According to the CBK data, there has been an increase in loan defaults in the manufacturing, mining and quarrying, real estate, building and construction, and building industries.
The loan default rate matches up to the NPL ratio of 15.4 percent that was posted 16 years ago in June 2007.
The rise in the bad loans has been attributed to rising interest rates on commercial bank loans which have weighed heavily on customers servicing the facilities amidst a deteriorating macro-economic environment.
“The rise in interest rates has primarily come from decisions taken by the Monetary Policy Committee to stabilise the economy but have meanwhile resulted in pain in the short run,” Kenya Bankers Association (KBA) CEO Habil Olaka said in Business Daily interview.
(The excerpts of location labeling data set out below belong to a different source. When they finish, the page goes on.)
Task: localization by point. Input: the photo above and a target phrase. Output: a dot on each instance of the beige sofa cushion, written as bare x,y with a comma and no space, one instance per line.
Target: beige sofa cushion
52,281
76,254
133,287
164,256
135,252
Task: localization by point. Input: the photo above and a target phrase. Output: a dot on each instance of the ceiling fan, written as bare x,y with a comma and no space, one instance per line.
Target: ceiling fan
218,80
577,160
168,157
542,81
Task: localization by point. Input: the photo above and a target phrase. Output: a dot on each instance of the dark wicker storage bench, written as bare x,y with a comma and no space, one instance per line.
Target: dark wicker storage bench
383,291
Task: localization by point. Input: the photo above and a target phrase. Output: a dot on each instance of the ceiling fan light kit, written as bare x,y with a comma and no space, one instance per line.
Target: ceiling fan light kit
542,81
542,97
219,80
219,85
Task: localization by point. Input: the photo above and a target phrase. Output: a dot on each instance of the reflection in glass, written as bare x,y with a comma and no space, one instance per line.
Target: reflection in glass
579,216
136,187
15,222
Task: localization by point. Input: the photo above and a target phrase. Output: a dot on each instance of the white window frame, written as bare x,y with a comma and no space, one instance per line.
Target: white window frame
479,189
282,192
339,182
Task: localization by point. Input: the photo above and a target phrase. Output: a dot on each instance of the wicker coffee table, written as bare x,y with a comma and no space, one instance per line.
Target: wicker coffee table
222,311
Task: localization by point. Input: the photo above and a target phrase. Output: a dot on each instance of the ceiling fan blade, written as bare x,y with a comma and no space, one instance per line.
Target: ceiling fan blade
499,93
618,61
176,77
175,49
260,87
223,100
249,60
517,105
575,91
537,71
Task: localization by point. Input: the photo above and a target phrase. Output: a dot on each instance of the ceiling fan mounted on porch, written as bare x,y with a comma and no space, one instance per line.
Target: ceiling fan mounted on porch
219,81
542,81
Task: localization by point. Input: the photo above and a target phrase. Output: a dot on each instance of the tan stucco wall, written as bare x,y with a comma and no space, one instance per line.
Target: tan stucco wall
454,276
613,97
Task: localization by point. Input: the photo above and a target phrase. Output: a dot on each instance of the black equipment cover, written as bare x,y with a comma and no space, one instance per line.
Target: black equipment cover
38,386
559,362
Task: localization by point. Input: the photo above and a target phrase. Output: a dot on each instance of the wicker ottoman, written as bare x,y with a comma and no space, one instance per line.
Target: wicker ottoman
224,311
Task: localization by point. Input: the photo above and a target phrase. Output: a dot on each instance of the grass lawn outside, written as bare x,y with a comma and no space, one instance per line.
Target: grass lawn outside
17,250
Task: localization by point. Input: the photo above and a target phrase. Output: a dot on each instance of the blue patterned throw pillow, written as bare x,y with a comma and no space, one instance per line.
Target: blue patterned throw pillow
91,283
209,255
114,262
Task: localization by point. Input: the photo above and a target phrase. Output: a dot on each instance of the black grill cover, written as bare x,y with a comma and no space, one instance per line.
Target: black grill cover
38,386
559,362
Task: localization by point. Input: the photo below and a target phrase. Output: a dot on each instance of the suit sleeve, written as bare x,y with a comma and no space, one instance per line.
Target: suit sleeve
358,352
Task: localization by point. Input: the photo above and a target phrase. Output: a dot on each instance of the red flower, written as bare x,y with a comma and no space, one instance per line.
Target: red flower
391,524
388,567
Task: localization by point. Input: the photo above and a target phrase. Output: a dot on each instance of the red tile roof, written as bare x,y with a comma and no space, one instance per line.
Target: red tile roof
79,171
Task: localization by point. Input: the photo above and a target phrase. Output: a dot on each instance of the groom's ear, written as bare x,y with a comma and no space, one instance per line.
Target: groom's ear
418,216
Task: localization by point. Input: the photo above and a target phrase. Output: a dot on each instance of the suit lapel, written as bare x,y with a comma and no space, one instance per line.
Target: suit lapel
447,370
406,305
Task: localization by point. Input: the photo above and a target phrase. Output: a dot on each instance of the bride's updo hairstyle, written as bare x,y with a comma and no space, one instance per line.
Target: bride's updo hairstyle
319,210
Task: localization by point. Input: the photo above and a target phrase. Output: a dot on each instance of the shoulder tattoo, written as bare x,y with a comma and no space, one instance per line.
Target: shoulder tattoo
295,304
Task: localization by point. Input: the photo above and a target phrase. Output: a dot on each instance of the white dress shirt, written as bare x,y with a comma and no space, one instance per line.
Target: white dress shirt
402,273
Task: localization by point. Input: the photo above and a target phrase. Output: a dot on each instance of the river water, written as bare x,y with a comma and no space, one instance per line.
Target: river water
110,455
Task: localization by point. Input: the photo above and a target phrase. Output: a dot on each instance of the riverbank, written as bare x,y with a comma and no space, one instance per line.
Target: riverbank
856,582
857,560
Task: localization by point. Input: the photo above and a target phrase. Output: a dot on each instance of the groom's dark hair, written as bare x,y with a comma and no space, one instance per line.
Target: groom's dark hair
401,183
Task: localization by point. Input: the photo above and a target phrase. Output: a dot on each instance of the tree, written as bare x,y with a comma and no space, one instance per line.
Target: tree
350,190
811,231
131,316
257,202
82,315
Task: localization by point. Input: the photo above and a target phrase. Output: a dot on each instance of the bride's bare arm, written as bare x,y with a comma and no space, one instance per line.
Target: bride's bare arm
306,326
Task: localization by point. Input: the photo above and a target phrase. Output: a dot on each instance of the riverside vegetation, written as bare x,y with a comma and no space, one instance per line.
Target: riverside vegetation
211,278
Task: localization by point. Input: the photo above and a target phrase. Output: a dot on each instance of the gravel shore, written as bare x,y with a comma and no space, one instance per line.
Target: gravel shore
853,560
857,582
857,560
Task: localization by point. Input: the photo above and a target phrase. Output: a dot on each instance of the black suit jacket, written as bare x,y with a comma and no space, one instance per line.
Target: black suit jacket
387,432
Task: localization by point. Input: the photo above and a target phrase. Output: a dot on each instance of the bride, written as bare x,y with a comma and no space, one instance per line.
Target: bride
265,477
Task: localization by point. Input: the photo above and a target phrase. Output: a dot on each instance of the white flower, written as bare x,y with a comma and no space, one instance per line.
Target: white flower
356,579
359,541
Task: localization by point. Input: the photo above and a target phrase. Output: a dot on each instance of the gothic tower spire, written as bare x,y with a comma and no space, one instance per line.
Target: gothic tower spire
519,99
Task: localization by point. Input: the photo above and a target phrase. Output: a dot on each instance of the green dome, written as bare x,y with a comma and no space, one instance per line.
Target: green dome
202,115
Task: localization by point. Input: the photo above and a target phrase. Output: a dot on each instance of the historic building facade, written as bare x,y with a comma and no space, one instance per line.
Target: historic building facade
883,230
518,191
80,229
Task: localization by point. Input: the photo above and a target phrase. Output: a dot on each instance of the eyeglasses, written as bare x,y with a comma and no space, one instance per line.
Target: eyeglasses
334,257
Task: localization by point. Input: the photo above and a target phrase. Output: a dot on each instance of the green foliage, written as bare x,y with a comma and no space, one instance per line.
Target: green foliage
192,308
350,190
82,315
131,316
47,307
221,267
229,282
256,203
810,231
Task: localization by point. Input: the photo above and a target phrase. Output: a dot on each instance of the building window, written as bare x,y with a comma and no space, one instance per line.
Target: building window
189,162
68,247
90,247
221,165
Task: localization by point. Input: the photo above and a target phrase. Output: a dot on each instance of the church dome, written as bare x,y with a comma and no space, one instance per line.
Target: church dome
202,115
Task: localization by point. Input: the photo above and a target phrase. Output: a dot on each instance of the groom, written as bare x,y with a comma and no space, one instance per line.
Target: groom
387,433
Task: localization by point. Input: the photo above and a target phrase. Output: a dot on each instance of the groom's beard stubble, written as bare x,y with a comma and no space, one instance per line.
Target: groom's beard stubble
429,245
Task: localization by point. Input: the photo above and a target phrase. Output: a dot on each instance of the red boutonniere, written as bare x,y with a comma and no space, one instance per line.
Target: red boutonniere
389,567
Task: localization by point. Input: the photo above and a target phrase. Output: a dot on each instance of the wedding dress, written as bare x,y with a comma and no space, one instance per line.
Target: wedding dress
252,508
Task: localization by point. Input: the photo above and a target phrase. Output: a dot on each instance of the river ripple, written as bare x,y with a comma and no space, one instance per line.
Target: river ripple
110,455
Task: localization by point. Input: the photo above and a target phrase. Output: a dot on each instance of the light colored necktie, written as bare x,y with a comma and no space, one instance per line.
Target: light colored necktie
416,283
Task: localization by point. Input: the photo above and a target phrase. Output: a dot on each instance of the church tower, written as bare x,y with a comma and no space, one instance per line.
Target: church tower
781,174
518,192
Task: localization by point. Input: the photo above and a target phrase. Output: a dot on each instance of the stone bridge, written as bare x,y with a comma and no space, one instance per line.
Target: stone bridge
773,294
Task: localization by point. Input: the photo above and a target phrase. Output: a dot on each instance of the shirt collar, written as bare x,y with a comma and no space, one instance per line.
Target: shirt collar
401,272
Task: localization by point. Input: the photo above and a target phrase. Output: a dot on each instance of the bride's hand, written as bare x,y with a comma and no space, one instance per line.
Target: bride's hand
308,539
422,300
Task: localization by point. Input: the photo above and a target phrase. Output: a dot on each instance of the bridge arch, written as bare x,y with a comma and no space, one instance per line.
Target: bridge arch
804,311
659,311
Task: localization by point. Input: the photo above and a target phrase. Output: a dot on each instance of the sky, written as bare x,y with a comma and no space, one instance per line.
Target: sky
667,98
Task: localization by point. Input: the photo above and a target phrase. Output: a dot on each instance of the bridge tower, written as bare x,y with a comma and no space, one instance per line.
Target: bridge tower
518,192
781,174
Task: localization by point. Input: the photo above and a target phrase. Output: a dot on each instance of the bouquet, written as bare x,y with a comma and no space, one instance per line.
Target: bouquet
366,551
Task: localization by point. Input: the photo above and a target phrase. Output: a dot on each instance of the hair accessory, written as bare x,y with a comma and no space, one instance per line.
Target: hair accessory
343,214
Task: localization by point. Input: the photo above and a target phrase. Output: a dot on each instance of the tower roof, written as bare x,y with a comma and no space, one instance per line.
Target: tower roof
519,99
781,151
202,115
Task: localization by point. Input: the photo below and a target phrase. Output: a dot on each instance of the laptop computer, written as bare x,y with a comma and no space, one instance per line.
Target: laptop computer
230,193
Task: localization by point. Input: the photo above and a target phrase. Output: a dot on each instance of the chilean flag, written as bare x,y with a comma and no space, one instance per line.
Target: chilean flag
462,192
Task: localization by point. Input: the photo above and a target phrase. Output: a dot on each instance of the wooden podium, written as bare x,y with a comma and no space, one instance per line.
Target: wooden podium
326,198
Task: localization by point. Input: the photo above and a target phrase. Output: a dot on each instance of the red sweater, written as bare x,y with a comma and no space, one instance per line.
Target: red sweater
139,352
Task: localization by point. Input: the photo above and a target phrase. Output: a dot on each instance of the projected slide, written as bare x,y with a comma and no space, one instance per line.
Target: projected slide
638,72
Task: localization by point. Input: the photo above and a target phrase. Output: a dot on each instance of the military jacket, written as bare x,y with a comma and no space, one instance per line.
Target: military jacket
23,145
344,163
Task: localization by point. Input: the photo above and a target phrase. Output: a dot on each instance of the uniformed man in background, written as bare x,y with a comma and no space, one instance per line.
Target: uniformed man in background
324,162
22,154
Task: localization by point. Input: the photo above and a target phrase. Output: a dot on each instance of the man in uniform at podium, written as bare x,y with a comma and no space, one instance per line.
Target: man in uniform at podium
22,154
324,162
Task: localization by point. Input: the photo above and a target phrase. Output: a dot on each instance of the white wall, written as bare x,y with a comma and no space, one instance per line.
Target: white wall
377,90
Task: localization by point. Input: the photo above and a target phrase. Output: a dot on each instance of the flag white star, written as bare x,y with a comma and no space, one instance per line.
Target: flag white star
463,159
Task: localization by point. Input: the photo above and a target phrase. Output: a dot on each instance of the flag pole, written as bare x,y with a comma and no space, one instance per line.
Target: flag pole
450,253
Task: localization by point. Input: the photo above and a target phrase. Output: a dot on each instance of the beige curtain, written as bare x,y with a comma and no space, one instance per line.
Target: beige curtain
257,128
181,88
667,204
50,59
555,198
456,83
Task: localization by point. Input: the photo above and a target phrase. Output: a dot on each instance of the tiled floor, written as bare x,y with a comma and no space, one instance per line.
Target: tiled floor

“When rates go up, demand for credit goes down but even the existing portfolio starts having challenges.”
According to the banking sector lobby, the ability of businesses to service loans has been affected by waning demand from consumers as Kenyans contend with a high cost of living.
Equally, businesses have faced increased costs of production from elevated input prices, including the cost of electricity.
The deterioration in the banking sector asset quality could see commercial banks decrease their issuance of new loans as a way of containing the rising NPLs.
Despite this, recent months have forced CBK to tighten monetary policy, as the CBR increased to an almost seven-year high of 10.5 percent in June.
The increase has principally sparked the subsequent rise in interest rates in commercial banking as well as yields on other interest-bearing assets like government securities.
In July, the average commercial bank loan rate reached a 65-month high of 13.5 percent, and last week, the yield on short-term Treasury notes reached 15 percent with regard to the 364-day paper.